One of Carei's earliest Baroque buildings, the church is believed to be inspired by the one in Máriapócs, Hungary. It was seriously damaged by the 1834 earthquake, but soon repaired. New repairs took place in 1888; the ambon and altar likely date to that time. The main dome was painted, and window niches installed. Further renovations took place in 1967 and 1973. A large cross was placed in the yard in 1894.
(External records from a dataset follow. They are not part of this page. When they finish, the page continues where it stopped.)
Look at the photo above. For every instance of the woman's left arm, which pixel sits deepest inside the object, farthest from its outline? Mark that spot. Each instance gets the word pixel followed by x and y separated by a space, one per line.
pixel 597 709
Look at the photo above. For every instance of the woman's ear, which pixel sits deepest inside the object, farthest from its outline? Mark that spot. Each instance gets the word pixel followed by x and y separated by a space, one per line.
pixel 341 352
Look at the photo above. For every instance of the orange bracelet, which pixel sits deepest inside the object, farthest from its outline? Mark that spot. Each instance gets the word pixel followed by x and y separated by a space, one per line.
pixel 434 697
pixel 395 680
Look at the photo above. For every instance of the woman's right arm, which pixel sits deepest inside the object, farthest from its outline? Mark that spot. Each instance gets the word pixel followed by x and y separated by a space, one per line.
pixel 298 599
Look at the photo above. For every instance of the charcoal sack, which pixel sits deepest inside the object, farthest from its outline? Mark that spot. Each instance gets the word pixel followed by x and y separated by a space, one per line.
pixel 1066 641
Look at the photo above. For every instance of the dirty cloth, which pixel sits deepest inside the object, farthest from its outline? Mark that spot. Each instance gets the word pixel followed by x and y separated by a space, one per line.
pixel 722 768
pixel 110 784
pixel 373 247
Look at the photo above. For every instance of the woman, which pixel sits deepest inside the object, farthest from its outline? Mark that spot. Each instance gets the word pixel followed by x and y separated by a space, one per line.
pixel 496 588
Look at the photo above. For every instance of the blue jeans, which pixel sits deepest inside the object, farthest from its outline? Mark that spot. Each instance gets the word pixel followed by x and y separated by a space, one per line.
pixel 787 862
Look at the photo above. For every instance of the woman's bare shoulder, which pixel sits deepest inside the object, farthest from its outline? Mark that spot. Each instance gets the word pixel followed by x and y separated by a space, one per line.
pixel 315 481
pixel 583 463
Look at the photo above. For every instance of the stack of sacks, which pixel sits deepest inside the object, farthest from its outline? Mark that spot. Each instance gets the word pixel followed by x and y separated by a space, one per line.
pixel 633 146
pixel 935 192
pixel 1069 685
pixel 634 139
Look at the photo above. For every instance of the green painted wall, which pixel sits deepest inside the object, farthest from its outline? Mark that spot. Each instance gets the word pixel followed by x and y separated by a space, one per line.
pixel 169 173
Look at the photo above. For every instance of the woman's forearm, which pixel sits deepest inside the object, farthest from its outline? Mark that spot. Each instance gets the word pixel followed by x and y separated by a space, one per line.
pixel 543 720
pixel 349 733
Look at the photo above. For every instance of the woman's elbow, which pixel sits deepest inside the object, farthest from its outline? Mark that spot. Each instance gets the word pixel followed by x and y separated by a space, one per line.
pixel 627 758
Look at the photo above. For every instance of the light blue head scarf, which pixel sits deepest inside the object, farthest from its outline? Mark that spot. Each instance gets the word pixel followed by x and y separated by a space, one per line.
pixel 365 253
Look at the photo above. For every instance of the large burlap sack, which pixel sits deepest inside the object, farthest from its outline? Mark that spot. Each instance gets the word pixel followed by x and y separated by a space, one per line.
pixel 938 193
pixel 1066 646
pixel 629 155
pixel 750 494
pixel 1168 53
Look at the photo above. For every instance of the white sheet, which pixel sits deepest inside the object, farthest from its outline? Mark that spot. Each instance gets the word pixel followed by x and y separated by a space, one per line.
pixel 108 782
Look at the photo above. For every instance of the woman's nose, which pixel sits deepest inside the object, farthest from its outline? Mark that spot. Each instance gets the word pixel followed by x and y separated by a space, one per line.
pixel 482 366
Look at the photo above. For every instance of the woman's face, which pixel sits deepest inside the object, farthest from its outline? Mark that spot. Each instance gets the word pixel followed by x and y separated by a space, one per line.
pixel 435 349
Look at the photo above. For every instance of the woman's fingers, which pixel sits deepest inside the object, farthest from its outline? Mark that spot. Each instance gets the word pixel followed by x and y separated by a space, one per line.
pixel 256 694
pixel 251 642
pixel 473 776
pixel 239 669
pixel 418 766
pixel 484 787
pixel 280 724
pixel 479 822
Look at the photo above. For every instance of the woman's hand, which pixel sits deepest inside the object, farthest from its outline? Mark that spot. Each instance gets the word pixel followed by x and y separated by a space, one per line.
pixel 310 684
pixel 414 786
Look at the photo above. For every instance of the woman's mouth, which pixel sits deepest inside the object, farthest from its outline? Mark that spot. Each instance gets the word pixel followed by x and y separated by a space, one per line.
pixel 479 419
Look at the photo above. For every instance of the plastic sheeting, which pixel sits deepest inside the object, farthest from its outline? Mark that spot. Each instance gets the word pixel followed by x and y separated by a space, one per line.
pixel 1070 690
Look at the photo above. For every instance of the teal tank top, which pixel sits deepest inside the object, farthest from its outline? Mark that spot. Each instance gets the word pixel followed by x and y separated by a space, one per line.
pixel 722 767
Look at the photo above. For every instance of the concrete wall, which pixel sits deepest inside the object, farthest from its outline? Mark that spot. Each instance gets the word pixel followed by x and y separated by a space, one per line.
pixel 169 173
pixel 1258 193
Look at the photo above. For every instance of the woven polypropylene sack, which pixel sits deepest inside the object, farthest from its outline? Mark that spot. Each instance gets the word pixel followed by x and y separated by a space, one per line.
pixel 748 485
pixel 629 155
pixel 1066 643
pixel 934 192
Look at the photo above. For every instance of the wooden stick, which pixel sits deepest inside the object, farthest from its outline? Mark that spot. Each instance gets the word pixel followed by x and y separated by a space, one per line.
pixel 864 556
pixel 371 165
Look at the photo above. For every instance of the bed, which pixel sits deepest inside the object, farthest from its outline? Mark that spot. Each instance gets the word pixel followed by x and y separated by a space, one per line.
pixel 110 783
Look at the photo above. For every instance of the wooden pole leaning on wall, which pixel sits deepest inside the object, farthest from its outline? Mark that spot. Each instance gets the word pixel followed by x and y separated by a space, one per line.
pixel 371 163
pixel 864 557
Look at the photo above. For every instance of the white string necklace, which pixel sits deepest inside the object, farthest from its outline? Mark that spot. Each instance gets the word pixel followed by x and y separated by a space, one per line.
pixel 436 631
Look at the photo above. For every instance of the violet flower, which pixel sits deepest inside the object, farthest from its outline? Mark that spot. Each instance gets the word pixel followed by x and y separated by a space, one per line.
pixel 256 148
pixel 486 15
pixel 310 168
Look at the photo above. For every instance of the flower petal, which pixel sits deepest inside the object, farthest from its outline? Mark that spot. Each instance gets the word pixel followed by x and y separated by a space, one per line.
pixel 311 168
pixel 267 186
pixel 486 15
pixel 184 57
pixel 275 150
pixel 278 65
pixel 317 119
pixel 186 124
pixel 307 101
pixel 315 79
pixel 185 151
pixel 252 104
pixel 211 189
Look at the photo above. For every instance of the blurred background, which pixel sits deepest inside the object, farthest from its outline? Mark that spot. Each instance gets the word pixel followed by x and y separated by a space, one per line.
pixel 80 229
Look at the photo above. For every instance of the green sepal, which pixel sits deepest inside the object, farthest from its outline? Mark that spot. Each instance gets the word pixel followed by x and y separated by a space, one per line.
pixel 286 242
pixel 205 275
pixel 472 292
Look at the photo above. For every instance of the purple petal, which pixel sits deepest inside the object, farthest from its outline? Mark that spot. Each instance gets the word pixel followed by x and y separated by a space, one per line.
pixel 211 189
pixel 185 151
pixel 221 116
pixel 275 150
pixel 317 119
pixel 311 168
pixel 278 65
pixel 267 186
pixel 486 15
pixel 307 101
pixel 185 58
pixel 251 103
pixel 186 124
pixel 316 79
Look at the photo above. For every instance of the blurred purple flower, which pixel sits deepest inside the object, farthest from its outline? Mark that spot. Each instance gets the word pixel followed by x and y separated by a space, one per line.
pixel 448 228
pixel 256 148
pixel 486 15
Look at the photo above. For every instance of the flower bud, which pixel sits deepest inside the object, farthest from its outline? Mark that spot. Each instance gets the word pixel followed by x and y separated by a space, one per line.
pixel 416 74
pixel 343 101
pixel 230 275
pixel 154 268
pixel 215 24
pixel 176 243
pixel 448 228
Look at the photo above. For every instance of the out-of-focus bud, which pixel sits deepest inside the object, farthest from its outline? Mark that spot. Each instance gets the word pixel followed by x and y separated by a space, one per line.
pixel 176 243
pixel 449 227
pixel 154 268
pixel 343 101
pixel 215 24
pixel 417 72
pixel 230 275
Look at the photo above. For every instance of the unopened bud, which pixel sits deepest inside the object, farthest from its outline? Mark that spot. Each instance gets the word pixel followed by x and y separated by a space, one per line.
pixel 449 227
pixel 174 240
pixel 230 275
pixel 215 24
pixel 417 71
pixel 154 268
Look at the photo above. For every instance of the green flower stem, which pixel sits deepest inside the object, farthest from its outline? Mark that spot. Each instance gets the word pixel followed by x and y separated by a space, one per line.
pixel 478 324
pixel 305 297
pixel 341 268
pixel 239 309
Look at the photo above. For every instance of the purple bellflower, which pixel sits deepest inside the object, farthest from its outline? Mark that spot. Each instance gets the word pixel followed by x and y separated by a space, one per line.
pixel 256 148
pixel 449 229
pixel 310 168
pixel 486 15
The brick church has a single nave, with two spires on the western end and a trefoil altar at the east. The massive central dome has a bulbous extension. The entrance portal is semicircular. The main facade is lightly decorated with shell motifs; the side facades feature windows in similar patterns to the main one. The nave has a vaulted, semi-cylindrical ceiling; along with the side walls, it is decorated with stucco flowers. The richly ornamented iconostasis has 19 icons and dates to 1857. The altar painting, depicting the Ascension of Jesus, copies the Satu Mare Cathedral. The 1888 dome painting depicts scenes in the Virgin Mary's life. Today, the congregation is Hungarian, and the church is known as Szent Mihály és Gábor arkangyalok görög-katolikus templom in their language.

Both churches are listed as historic monuments by Romania's Ministry of Culture and Religious Affairs.